Una vita per diseredati, carcerati, lebbrosi
La missione in Madagascar è nata ad Anatihazo, quartiere tra i più poveri della capitale. Erano gli anni del dopo-colonia francese. Tra i baraccati, in zone privi dei servizi essenziali, con tanti bambini che non frequentavano la scuola, nasceva una piccola scuola con una mensa. I missionari contemplativi non portano strutture ma il dono della preghiera insieme, dell’adorazione, della prossimità in uno spirito di fraternità. Si sono spinti anche su una isoletta nel Canale del Mozambico dove nel 2002 è nata la Fraternità di Betania per testimoniare l’amore di Dio accompagnando la crescita umana e spirituale dei ragazzi.

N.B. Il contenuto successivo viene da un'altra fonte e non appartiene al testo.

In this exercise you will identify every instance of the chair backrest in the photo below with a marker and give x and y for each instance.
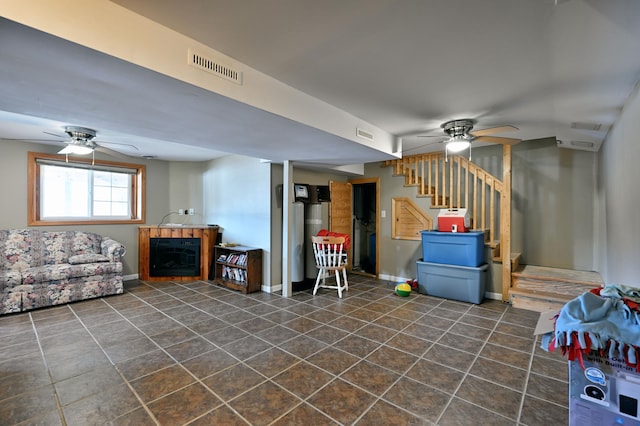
(329, 252)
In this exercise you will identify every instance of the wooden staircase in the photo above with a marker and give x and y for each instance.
(541, 289)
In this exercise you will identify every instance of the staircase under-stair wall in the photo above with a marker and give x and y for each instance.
(455, 182)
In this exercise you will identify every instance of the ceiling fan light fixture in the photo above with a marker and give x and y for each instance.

Toccare le piaghe dei lebbrosi
Suor Rinalda dall’inizio degli anni Settanta ha vissuto al nord del Paese, dove intanto il Movimento si era diffuso, soprattutto per prestare servizio ai numerosissimi malati abbandonati e ai lebbrosi: “All’inizio non è stato facile, ma con il tempo è stato molto molto bello. Quando sono arrivata là i lebbrosi erano moltissimi. Ora ci sono più cure. Il nostro vescovo si rallegrava della nostra presenza nel lebbrosario. Quando arrivavi in una casa dove la gente non stava bene, ti guardavano come il sole che faceva capolino nei loro cuori. Anche se facevi così poco, per loro eravamo le uniche presenze in cui potevano sperare”. Colpisce lo sguardo di tenerezza di Rinalda ripensando ai malgasci che, anche se menomati e costretti ad affrontare a piedi chilometri e chilometri per andare a fare provviste di acqua, sanno molto offrire: “Ricordo che una volta una signora molto malandata comprò due polli per fare un po’ di festa in casa. A noi diede quello più grosso, nonostante lei avesse da sfamare una famiglia numerosa. Quando si offre qualcosa bisogna sempre offrire il meglio che si ha, diceva. Il nostro fondatore ci ripeteva di non dare agli altri il superfluo, ma quello che ti costa. E loro sono maestri in questo”.